I stood at the door,
But no one was coming,
I roamed the lonely hallway,
And there in a doorway, someone stood,
I stopped and enquired,
“Would we be meeting?”
“It’s cancelled,” he said,
“So sorry,” he added,
Informing me, an afterthought,
And oblivious to the moment, he asked,
“Anything you’d like me to pass along?”
But how could he?
After all,
It wasn’t his story to tell.


The Young Ruler

The Young Ruler


By Ollie Adamson

You bowed once before,
Your cause came up empty,

You turn to us,
Expecting now that we should bend,

But not all are willing,
For some deem you unworthy of such honour,

It is true, one day, every knee shall bow,
But upward-looking eyes will not gaze at some boy,

They will see the almighty God,
The same God who looks down upon you,

You too will give an account,
For your life, and for your rule,

You invoke strong words,
And clench your velvet glove-covered iron fist,

But hear this and be forewarned,
Some are stirring,

Not desiring violence,
But merely to oppose the decree, “this is not optional.”


Woe Canada

Woe Canada


By Ollie Adamson

How you have strayed,
Having been led away from what once justified you.

For your dominion was planted in knowledge and truth.
You knew my ways and sought my counsel.

But now, your rulers chase after the wind,
Which blows eastwardly one day, westward the next.

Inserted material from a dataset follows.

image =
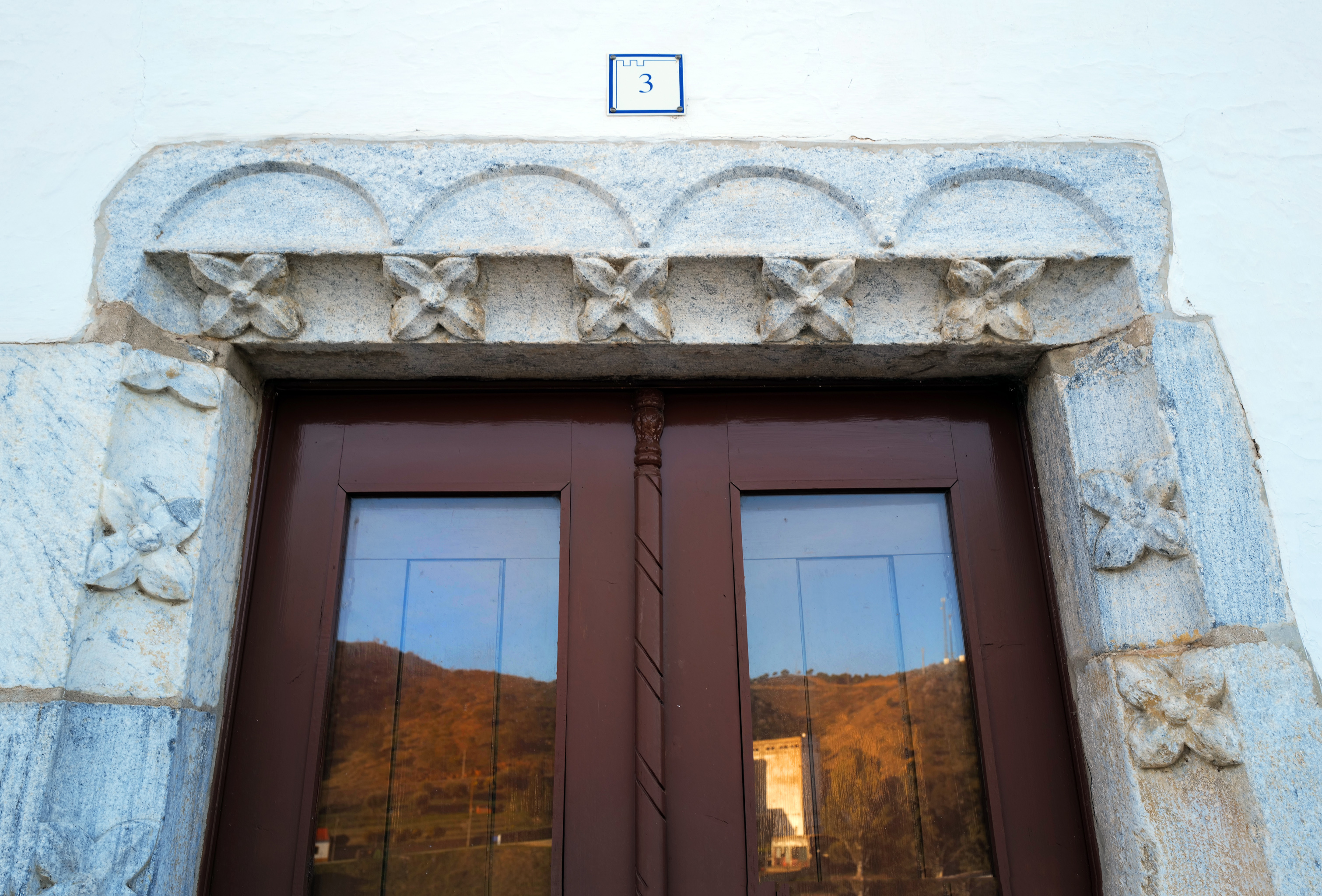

Arrogance is your stumbling block,
It prevents you from growing in wisdom.

For she is not found in man’s progressive intellect,
But rather through lessons learned, through understanding man’s nature.

Can you offer up salvation?
Can you save a man from himself?

You promise milk, and offer your breast,
But where does your milk come from?

For, unlike the new mother,
Your supply comes from those you nurse.

Consider the things which lead to a joyful heart,
They go far beyond matters of provision.

Work and leisure, failure and success,
The freedom to experience them, this is the fullness of life.

Humble yourselves before me,
And before your people.

Acknowledge your limitations,
And do away with grandiosity.

For you are your brother’s keeper,
Only as far as your brother desires it.

My people belong to me,
Yet you have shown contempt for them.

When one desires to travel a different route,
You rain down like thunder and threaten to wash them away.

My heart weighs the group, next the individual; I lay them on either side of the beam,
And my scales lie in perfect counterbalance.

Do not threaten my children,
And expect to find a seat on my moral high ground.

Though sickness and death stir up fear,
Allow my people to be healthy in spirit.

Release my image-bearers from your grip,
I have written down your name, and I will surely remember.